IFC.com publishes a list of titles of recent books that, according to list compiler Maud Newton, would make great movies. Amongst the interesting choices* is The End of Mr Y by Scarlett Thomas – a book which I feel inclined to agree would make a good film, but not, perhaps, for the same reasons.
Newton correctly laments what she calls the ‘reverse alchemy’ process that sees Hollywood take on heavyweight literary pieces (like Love in the Time of Cholera, The Scarlet Letter etc) to turn them to trash.
With the much hyped The End of Mr Y the process could be considered finishing a job reasonably well started, rather than alchemy -reversed or otherwise.
Newton’s description of the book is as good a place as any to get an idea of the ‘concept’ as film executives would probably say:
“Ariel Manto, an aimless and dodgy-looking but very smart grad student with a penchant for callous men and willingness to submit to light bondage, is finally settling on a thesis topic when her adviser disappears. She discovers among his belongings the only remaining copy of a Victorian novelist’s last book, “The End of Mr. Y,” from which she learns to make a mysterious concoction involving charcoal and holy water. Drinking it transports her into another dimension where mice talk, CIA agents hunt her and the whole world depends on what she does next. Recovering English majors: think Derrida, the video game”
Doesn’t it already sound like a perfect movie (right down to the point where the quirky but brilliant phd student is into kinky sex – she must be flawed to be that clever)?

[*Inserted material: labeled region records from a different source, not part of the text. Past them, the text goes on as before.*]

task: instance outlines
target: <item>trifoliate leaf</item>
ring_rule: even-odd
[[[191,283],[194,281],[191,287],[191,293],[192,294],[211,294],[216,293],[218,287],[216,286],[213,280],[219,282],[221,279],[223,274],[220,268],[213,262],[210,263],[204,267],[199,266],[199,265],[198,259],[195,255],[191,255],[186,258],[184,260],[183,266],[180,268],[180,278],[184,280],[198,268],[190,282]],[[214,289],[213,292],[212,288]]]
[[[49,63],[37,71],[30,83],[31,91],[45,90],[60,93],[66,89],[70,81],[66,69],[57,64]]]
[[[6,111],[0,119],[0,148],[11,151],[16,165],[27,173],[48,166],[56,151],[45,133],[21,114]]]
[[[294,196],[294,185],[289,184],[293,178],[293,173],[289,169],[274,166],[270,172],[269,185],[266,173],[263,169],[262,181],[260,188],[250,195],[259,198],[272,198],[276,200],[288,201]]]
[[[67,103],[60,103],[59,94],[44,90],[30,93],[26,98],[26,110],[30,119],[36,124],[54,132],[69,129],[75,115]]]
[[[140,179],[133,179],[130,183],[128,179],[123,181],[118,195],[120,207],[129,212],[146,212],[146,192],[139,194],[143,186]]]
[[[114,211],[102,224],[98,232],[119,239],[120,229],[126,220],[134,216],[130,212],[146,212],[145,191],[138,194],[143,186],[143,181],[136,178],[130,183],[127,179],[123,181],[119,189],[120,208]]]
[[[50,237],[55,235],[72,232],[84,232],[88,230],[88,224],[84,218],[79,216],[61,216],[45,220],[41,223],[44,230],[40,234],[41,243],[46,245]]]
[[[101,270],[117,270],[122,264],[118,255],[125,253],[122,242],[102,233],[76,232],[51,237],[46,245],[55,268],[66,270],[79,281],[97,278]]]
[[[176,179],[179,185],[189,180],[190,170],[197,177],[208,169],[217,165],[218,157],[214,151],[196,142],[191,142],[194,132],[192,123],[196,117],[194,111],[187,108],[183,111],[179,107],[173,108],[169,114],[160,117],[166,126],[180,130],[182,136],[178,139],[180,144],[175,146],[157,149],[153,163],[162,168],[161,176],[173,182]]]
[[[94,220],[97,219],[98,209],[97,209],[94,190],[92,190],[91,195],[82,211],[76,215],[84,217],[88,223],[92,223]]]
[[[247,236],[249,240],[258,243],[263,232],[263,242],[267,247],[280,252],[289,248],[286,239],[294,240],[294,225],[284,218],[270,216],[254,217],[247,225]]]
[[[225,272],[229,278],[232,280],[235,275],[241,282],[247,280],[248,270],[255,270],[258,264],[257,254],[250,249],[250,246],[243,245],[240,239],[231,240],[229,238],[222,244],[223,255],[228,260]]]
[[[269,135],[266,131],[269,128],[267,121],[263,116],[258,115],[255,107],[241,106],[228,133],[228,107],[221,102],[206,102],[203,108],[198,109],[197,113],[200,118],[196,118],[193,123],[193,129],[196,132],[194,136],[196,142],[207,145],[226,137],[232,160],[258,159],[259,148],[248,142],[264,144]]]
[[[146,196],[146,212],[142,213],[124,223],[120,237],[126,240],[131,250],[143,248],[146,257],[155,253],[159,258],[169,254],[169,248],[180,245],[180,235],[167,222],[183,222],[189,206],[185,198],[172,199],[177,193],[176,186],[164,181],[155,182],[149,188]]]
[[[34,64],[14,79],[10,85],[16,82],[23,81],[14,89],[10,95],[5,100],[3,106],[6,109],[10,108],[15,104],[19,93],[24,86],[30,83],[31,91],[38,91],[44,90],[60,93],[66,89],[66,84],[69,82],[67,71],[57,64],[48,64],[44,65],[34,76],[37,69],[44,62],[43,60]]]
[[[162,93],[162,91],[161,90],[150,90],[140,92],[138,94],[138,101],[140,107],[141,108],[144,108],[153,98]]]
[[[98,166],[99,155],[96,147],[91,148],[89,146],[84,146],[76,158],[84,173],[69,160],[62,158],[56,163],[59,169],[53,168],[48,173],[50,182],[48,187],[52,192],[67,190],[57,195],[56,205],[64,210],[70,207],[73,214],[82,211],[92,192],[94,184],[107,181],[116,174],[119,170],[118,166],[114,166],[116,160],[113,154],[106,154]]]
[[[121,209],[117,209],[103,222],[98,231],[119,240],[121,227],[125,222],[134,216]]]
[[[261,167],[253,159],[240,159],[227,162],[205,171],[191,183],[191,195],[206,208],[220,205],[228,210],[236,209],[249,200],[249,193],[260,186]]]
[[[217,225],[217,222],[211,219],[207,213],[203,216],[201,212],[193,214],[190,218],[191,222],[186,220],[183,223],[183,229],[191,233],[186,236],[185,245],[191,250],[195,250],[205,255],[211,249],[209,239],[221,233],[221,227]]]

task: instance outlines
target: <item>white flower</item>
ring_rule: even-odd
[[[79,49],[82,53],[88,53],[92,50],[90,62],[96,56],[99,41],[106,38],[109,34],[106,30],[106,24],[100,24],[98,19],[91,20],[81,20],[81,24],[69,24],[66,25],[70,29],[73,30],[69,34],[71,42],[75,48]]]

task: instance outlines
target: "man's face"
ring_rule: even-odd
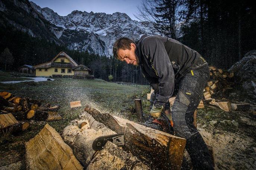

The problem is with the book. Let me explain. There’s a strange moment, almost 200 pages into The End of Mr Y, where our sassy heroine tells the reader “this would be a good story to tell, except that I don’t tell stories, and no one would believe it, anyway”. Strange, because it cuts to the heart of the problem with this flawed but inventive and interesting novel. The story is told by a narrator who can’t tell a story. On reaching that line I gazed in amazement, wondering if I was the target of some post-modern prank just beyond my grasp. Having suffered pages and pages of creaky dialogue, where all sense of natural speech flies out the window in favour of moving the reader from concept a through to concept z, here was a tacit admission of the problem from the author.
“But phenomenology, it seemed to me, wasn’t interested in whether or not the ghost was there. Phenomenology seemed to be asking, ‘What the fuck is a ghost, anyway?’
I try to summarise this for Adam.
‘Basically, phenomenology says that you exist, and the world exists but the relationship between the two is problematic. How do we define entities? Where does one entitty stop and another begin? Structuralism seemed to say that objects are objects and you can name them anything you like. But I’m more interested in questions about what makes an object. And how an object can have meaning outside of the language we use to define it.’
‘So everything’s just language in the end. There’s nothing beyond words. Is that the main point?’
[Pg 257 – while Ariel and Adam are hiding from would be assasins]
The End of Mr Y is not an airport novel. It’s intelligent, and that’s what makes the clunky dialogue dissapointing. And this is where Hollywood, in the right hands, could make a difference. Talented screenwriters with a real sense of rythm for dialogue may well be able to finish what Scarlett Thomas has started.
*Newton’s other choices include Rupert Thomas’s Divided Kingdom, a splendid novel set in an imagined UK where the country’s population has been divided and distributed according to their defining humor.